Florida Gov. Rick Scott, who has a little more than a year left in office, is releasing his final set of budget recommendations on Tuesday.
And it's sure to contain many of the same items that the Republican governor has recommended in past years: A smattering of tax cuts, probably a small increase in school funding (possibly backed by a rise in property values), and his evergreen request that all state workers pay the same for health insurance. (Legislators have rejected this idea year in and year out.)
But to sound vaguely like a country song, Scott is a long, long way from Eustis, where he rolled out his first budget at an event filled with tea party supporters.
In that first ever proposal, Scott rolled out a spending plan that called for nearly $5 billion in spending cuts in 2011-12 fiscal year, which would then be used to help with $2 billion of recurring tax cuts.
When he first ran for governor, Scott constantly touted his "7-7-7" plan that he said would lead to nearly 700,000 jobs if the plan's seven steps were followed over seven years. (Those 700,000 jobs were on top of normal growth, Scott said at the time, but that's an argument for another time.)
A central plank of this plan to help the state's economy was the elimination of Florida's corporate income tax. Scott promised to completely get rid of it by 2018, starting with a $458 million reduction in year 1 and a $1 billion cut in year 2. (Another promise was to substantially cut the property tax rate charged to homeowners for schools.)
"It’s not a budget that dabbles. It doesn’t offer a little something for every special interest or sweeteners for certain people," Scott said at the time. "It’s a two year budget that faces realities now, rather than putting them off for later. It makes the hard decisions. But it makes the right decisions for Florida’s future."
He added: "We will capture more jobs if other states have a business tax that Florida does not have. We are competing with 49 other states and many countries for entrepreneurs who start, grow and move companies based on where they can get the best return."
But Scott's push for sweeping and deep budget cuts paired with a mammoth tax cut fell flat with the GOP-controlled Legislature.
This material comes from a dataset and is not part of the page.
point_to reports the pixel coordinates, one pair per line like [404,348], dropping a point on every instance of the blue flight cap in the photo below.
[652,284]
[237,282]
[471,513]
Still grappling with the fallout from the Great Recession and a budget shortfall, legislators sent Scott a budget that included some tax cuts (mostly property taxes charged by water management districts), spending cuts and a contentious move to deducting money from public employees to help pay for their retirement plans.
Instead of cutting the corporate tax income rate like Scott wanted, legislators instead agreed to exempt businesses from paying the tax if they only made a certain amount of money. Over two sessions the exemption level was raised from $5,000 to $50,000.
The move exempted many businesses from paying the tax, but as Scott leaves office it remains a substantial tax source for Florida government. Legislative economists predicted the state would wind up taking in about $2 billion this year from the corporate income tax.
Scott has tried to include further tweaks to the corporate income tax in his annual spending plans, but he has been unable to make any substantial progress on his initial pledge.
And this year - ahead of a likely campaign for U.S. Senate - the governor didn't even try.
He recently rolled out a modest tax and fee-cutting package that includes tax holidays and a rolling back of driver's license fees. His package was entirely targeted to residents and individuals and included no tax cuts for businesses or
When pressed about it, Scott said recently that he still would like to cut the corporate income tax, but he did not express any disappointment that he was unable to achieve what once was a top goal.
"You fight everyday for the things you think are a priority and that's what I have done," Scott said. "I would love to cut more taxes, but there's actually three branches of government."